Vamos colocar algumas questões para poder pelo menos justificar nossa posição, e não chegar à situação que vemos em praticamente todas as palestras a que assistimos, confesso que com grande frustração. Em quase todas elas as pessoas analisam com extrema competência o passado, discutem uma mexida no presente, mas não se fala na palavra "futuro". Parece que existe medo de projetar metas e buscá-las.

Sabemos que não é possível mexer no passado, talvez possamos fazer um pouco disso no presente, mas certamente temos condições de construir o futuro. É nessa direção que temos de pensar, colocar metas ambiciosas e correr riscos, riscos de não acertar.

Nosso sistema acovardou as autoridades. Elas não decidem mais. Nossa Justiça é absolutamente lenta e vive inundada por processos relacionados a coisas que o administrador não resolve. Falta ao homem público a coragem de tomar decisões. Recentemente, tive um problema relativo a imposto municipal no World Trade Center, em São Paulo. Fui procurar o secretário de Finanças, amigo meu, que, extremamente simpático, disse: "Não me peça essa decisão, não arrume um inquérito amanhã para seu amigo". São coisas dessa natureza. Não há capacidade de decisão e, em vez de resolver o assunto, criam-se comissões para estudar a questão.

Dentro dessa realidade, a pergunta que temos de fazer é: Qual é o país que queremos para nossos filhos?
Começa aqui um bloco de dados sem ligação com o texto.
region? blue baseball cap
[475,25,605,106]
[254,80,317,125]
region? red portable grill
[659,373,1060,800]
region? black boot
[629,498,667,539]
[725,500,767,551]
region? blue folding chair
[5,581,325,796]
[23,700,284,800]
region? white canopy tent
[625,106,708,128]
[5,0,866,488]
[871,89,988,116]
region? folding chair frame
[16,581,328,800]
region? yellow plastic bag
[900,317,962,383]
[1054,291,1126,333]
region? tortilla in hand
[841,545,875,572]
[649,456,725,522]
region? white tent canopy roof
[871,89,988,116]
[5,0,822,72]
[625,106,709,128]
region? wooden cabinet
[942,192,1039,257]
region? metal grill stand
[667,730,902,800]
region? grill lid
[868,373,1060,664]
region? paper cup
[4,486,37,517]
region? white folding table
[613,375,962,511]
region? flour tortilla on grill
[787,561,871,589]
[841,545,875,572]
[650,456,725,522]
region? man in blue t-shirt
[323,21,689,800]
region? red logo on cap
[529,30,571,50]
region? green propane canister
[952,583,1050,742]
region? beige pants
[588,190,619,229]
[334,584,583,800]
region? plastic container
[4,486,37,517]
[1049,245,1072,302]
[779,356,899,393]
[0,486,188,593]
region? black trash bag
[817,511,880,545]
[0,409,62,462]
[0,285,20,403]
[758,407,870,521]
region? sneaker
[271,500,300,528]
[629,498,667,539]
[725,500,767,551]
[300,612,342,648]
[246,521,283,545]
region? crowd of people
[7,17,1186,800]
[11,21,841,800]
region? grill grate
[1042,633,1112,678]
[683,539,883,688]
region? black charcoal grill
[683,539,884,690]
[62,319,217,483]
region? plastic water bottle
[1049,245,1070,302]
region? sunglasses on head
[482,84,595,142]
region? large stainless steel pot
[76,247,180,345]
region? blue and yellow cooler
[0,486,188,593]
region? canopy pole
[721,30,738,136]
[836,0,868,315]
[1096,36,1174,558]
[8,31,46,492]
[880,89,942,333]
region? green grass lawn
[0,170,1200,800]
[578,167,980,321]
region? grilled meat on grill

Certamente não é este.

Recentemente, como membro do Conselho Nacional de Ciência e Tecnologia (CCT), tive a oportunidade de fazer uma palestra para o presidente da República e oito ministros. Iniciei apresentando um artigo publicado em uma revista inglesa, com o título "Difíceis Caminhos do Desenvolvimento". Se fizermos um diagnóstico, chegaremos à conclusão de que nossa nação não conseguiu implementar programas capazes de assegurar ao país metas de desenvolvimento e faliu, por não materializar políticas que logrem os benefícios econômicos do progresso, ainda que nossa bandeira determine ordem e progresso. Infelizmente, nenhum desses ditames está sendo cumprido.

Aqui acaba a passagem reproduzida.